カブの遊技法については、山口吉郎兵衛も苦労しながら探索している。丹念に遊技法の記述の例を拾い出しているが、史料不足の苦労がしのばれる。また、山口は、「京カブ」という親と子が一対一で勝負する、カジノのルーレットのような対戦形式のものと、「引カブ」という、トランプのポーカーのような、参加者同士が勝負する形式のものと大きく二分されることを報告して、『雍州府志』がいう「かう」は「京カブ」の系統の遊技法であり、「ひいき」は「引カブ」の系統であるとしている。

それならば、山陰地方に古くから伝わっていた九度山はどういう遊技法なのであろうか。九度山札から絵札八枚を除いて成立した「オウル」紋標のまめカルタはどうだったのか。瀬戸内海沿岸の小丸札、四国の目札、九州北部の大二札はどんな遊技法だったのだろうか。山口はいずれも分かっていないようであるが、その事情は今日もあまり変わりなく、私も良くは知らない。大正年間(1912~26)の検察当局によるカルタ賭博の調査は、本体は東京管内、もう一つは愛知県内の動向をまとめたものなので、東日本のカルタ遊技については比較的に分かるが、西日本のそれについては分からない。「オウル」紋標のまめカルタ遊技が特に分かりにくい。私の史料調査も京都、大坂、江戸が中心になって、どうしても西日本が手薄になっていた。カルタの遊技はもともと北九州で始まり、全国に広がったものであり、西日本はカルタ文化の本場であった。だから、江戸時代、この地方にも、ローカルなカルタ文化を明らかにする史料、文芸作品が豊富に存在していたと思われるが、私の探索は十分ではない。この地でのカルタ遊技を扱ったローカルな文献史料の発掘が待ち望まれるところである。
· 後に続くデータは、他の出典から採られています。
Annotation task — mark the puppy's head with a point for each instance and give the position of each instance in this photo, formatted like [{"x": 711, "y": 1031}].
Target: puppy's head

そしてもし可能なら、西日本全体が圧倒的にまめカルタの遊技に染まっていった中で、強固にめくりカルタにこだわり、「下天正」や「小獅子」等の地方札を継承していた鹿児島県内のカルタ遊技事情も知りたいものである。カルタ札だけでなく、その遊技法においても、遠い昔、京、大坂で栄えた遊技法が列島の西端に残っていたのではないか。このように夢想するときもあるが、だが、すでにその地方札も廃れ、今では、京都のカルタ屋の倉庫の隅に、往時のカルタ札の版木や表紙(おもてがみ)が残るだけである。

九十六遊技
九十六遊技1(『遊戯史研究』第六号)

なお、平成年間(1989~2019)の初めに、愛媛県の漁村で高齢の女性が大二札で遊技をしている例が見つかった。同県の人が調査し、私も現地調査に同行した。成果は遊戯史学会の学会誌『遊戯史研究』誌上で公表した[1]。この調査以前には、大二はかぶカルタに似た遊技であろうと想定していたが、実際に発見されたものは古い「プロトめくり」の合せ遊技であった。四人で行い、三人が競技に参加して一人は休む。札は大二、一組四十枚に鬼札一枚が加わり四十一枚である。手六、場六に札を配分して、手札で場札を釣り上げ、山札を捲って場札を釣り上げるところは「プロトめくり」の進行方法である。鬼札はどんな札とも合わせられる。これを「食う(くらう)」といい、その結果場に残る一枚の札を「クライカス(喰らい滓)」といって、鬼札で「食った」人のものとする。札には「一」「二」「十」は十点、「三」から「九」までは紋標数が点数になる。若干の「役」がある。勝負は、釣り上げた札の点数合計の多寡で決まる。

九十六遊技2
九十六遊技2(『遊戯史研究』第六号)

このような「プロトめくり」の遊技法は、江戸時代中期(1704~89)に始まった上方の「合せ」別名「てんしょ」が四国に移ったのであろうか。そういう場合は、「合せ」のカルタを用いればいいのであって、わざわざ一組四十枚のまめカルタ系の札を使う理由が見えない。逆に、まずまめカルタを用いる「合せ」の遊技法が西日本で考案されて、それが関西に移って「合せ」「てんしょ」になったと考えることもできないではない。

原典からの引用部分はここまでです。